At the same time, however, reconciliation between the two members at the heart of the dispute -- France and the United States -- does not appear to be close.
The latest instance of continuing tension is a war of words over how to describe NATO's eight-week support mission for the Afghan presidential election.
The United States is said to be eager to use the elections as an opportunity for the first mission for the embryonic NATO Response Force (NRF).
But France opposes this, saying the NRF can only be used to respond to genuine crises.
The decision to send two NATO battalions to Afghanistan was made on 23 July with no major disagreement. NATO Secretary-General Jaap de Hoop Scheffer reiterated the decision today.
"The decision of the North Atlantic Council last week was that there will be two battalions -- one battalion north of the Hindu Kush [mountain range], one to the south of the Hindu Kush, and one battalion as the quick reserve force," de Hoop Scheffer said.
Under normal circumstances, a battalion comprises between 500 and 800 troops.
The two battalions on the ground will be provided by Spain and Italy.
The Italian contingent has already been certified as a part of the NRF. NATO officials say this means the Afghan mission has a "link to NRF." However, rather than calling it an NRF mission, officials prefer to say it is "NATO-led."
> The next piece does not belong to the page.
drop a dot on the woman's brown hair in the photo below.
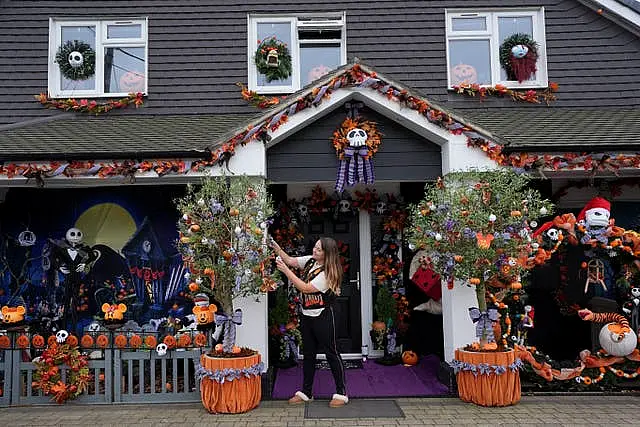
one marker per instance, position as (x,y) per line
(332,266)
NATO sources say France believes that designating the Afghanistan mission as an NRF operation would create a dangerous precedent.
The NRF, which is not yet completely operational, is supposed to be used in crisis situations -- for example, when an alliance member state comes under attack.
But officials admit there is the feeling among some member states that France is eager to obstruct initiatives sponsored by the United States.
The issue might be complicated further by the fact that the United States currently provides no troops to the NRF.
Sources said arguments relating to the nature of the Afghanistan mission have continued into this week.
The U.S.-French spat mirrors disagreements relating to the format of another NATO mission agreed at the alliance's Istanbul summit -– to provide training and equipment to the Iraqi security forces.
As with Afghanistan, France wants to decrease the level of formal NATO involvement. President Jacques Chirac in Istanbul insisted that NATO as a whole will not engage in Iraq, and that individual member states will provide the training instead.
Both France and Berlin have also said they will only conduct training outside Iraq.
A decision on the details of the Iraq training mission is expected later this week. Sources say more than one North Atlantic Council meeting might be needed.